October is National Bully Prevention Month. Statistics from the 2008–2009 School Crime Supplement show that an adult was notified in only about a third of bullying cases. Tonya Millard, Director of Crossing Rivers Health Family Resource Center, says kids don’t tell adults for many reasons:
- Bullying can make a child feel helpless. Kids may want to handle it on their own to feel in control again. They may fear being seen as weak or a tattletale.
- Kids may fear backlash from the one who bullied them.
- Bullying can be a humiliating experience. Kids may not want adults to know what is being said about them, whether true or false. They may also fear that adults will judge them or punish them for being weak.
- Kids who are bullied may already feel socially isolated. They may feel like no one cares or could under-stands.
- Kids may fear being rejected by their peers. Friends can help protect kids from bullying, and kids can fear losing this support.
Parents, school staff, and other caring adults have a role to play in preventing bullying. They can:
- Help kids understand bullying. Talk about what bullying is and how to stand up to it safely.

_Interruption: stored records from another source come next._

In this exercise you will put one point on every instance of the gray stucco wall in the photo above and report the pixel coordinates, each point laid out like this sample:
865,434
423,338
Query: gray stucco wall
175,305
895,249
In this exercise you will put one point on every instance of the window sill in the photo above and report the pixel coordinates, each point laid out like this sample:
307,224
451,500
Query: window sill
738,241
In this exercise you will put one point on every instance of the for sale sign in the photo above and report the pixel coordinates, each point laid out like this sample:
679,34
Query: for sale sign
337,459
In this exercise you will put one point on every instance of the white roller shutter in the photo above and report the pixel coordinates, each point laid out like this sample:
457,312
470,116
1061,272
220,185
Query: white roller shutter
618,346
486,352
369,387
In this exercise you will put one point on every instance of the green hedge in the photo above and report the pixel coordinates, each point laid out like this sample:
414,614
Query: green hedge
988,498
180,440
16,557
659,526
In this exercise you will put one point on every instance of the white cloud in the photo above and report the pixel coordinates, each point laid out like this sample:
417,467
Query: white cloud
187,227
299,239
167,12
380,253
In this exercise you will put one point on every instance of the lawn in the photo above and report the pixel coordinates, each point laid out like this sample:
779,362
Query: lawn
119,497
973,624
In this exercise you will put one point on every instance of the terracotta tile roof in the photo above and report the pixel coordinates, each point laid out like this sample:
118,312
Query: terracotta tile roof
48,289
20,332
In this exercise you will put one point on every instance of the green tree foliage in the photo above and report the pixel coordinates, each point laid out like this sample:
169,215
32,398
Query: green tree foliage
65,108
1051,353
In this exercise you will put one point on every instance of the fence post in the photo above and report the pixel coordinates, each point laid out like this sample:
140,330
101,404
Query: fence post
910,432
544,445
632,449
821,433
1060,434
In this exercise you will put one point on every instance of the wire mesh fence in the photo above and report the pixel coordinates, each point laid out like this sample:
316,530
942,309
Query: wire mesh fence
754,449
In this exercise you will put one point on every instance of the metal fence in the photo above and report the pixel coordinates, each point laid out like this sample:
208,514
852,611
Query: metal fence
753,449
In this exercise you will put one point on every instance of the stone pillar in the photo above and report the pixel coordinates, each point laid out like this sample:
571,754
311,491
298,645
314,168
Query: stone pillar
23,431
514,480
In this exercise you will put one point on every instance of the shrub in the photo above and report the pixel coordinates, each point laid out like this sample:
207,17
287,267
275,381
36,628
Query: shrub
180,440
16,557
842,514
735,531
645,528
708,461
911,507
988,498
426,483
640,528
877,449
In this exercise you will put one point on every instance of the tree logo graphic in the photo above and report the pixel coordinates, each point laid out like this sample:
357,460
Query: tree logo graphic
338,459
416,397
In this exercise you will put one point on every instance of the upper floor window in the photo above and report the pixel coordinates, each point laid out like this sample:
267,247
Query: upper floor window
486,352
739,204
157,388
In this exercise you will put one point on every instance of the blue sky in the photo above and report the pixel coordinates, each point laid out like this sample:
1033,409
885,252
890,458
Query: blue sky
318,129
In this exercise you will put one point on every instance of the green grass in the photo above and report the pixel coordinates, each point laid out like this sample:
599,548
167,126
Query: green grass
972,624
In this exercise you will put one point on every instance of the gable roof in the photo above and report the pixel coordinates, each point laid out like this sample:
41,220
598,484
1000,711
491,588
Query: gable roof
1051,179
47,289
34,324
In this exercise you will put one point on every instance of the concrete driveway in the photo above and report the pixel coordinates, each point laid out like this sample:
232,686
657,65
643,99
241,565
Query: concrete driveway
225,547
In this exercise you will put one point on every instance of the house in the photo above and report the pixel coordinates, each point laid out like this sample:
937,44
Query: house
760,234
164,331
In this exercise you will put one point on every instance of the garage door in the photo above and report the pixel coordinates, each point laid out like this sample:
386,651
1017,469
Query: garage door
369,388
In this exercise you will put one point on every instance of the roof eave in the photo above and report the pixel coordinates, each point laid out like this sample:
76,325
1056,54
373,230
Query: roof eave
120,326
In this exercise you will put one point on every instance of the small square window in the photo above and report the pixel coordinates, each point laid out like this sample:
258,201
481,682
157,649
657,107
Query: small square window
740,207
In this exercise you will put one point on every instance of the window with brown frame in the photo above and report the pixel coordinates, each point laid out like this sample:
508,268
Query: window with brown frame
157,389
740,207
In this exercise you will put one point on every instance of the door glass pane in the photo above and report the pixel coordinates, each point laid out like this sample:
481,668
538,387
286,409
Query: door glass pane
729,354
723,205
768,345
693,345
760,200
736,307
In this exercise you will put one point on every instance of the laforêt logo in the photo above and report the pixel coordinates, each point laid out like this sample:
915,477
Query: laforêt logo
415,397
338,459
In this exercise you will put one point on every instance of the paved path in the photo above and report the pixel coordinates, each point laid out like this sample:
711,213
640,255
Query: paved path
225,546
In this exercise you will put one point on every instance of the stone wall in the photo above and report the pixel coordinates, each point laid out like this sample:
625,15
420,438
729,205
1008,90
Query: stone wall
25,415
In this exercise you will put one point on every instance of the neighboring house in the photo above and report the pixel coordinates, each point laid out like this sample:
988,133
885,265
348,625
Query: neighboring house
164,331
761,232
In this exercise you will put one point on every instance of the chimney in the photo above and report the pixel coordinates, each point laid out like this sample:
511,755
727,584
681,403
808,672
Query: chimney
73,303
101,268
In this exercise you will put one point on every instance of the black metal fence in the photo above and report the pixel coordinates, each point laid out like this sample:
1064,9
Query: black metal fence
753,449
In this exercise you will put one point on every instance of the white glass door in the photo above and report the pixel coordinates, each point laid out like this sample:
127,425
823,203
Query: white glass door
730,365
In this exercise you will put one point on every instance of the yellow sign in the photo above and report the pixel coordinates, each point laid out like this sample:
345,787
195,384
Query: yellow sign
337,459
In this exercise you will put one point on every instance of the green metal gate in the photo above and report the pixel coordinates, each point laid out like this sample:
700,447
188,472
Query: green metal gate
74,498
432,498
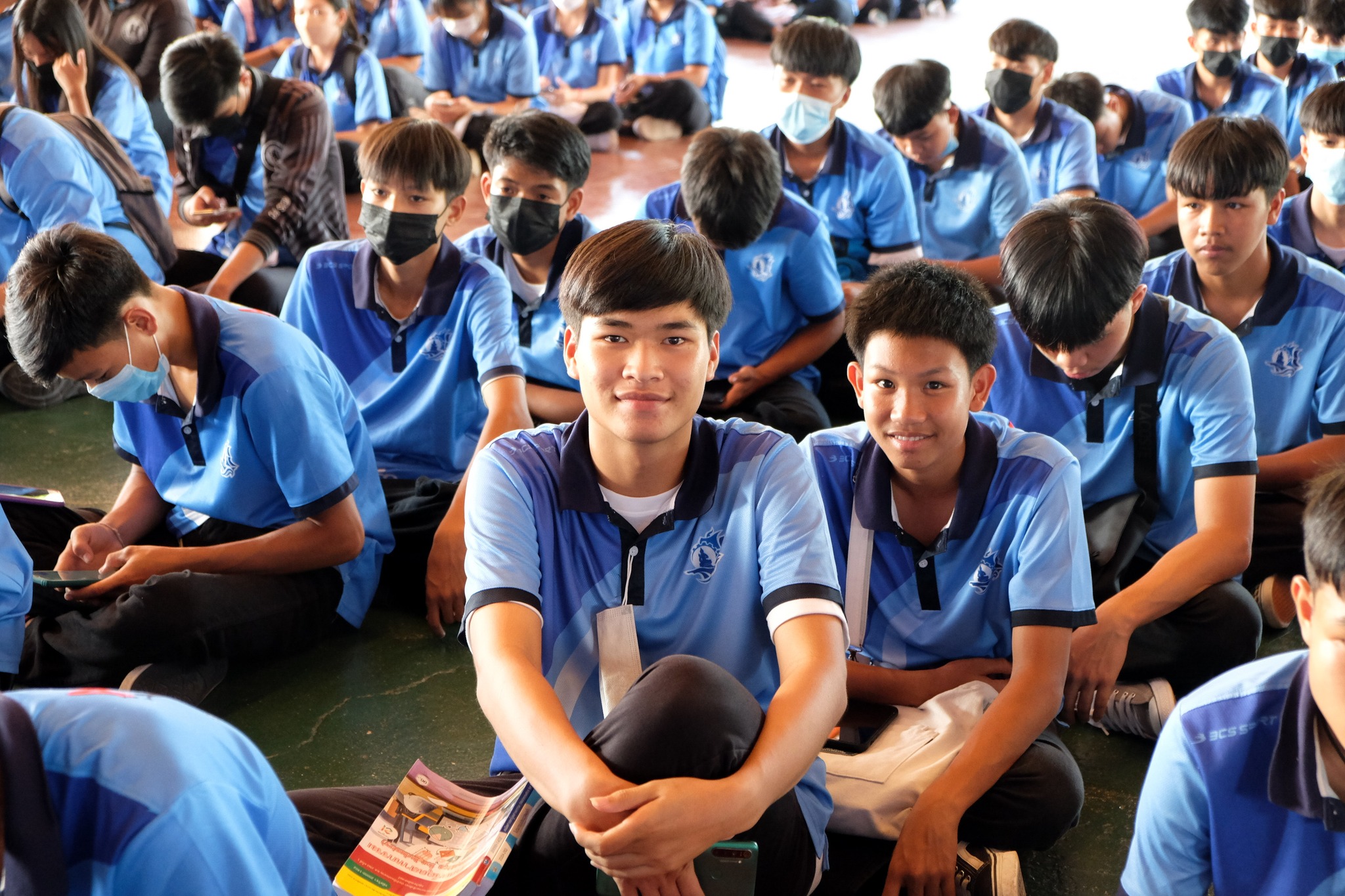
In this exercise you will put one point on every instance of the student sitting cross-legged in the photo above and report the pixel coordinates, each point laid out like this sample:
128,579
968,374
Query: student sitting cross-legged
699,542
979,571
1289,313
423,331
1156,400
252,515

Kids who know what bullying is can better identify it. They can talk about bullying if it happens to them or others. Tell kids bullying is unacceptable. Make sure kids know how to get help and how to report bullying.
- Keep the lines of communication open. Check in with kids often. Listen to them. Know their friends, ask about school, and understand their concerns.
- Encourage kids to do what they love. Special activities, interests, and hobbies can boost confidence, help kids make friends, and protect them from bullying behavior.
- Model how to treat others with kindness and respect. Kids learn from adults’ actions. By treating others with kindness and respect, adults show the kids in their lives that there is no place for bullying. Even if it seems like they are not paying attention, kids are watching how adults manage stress and conflict, as well as how they treat their friends, colleagues, and families.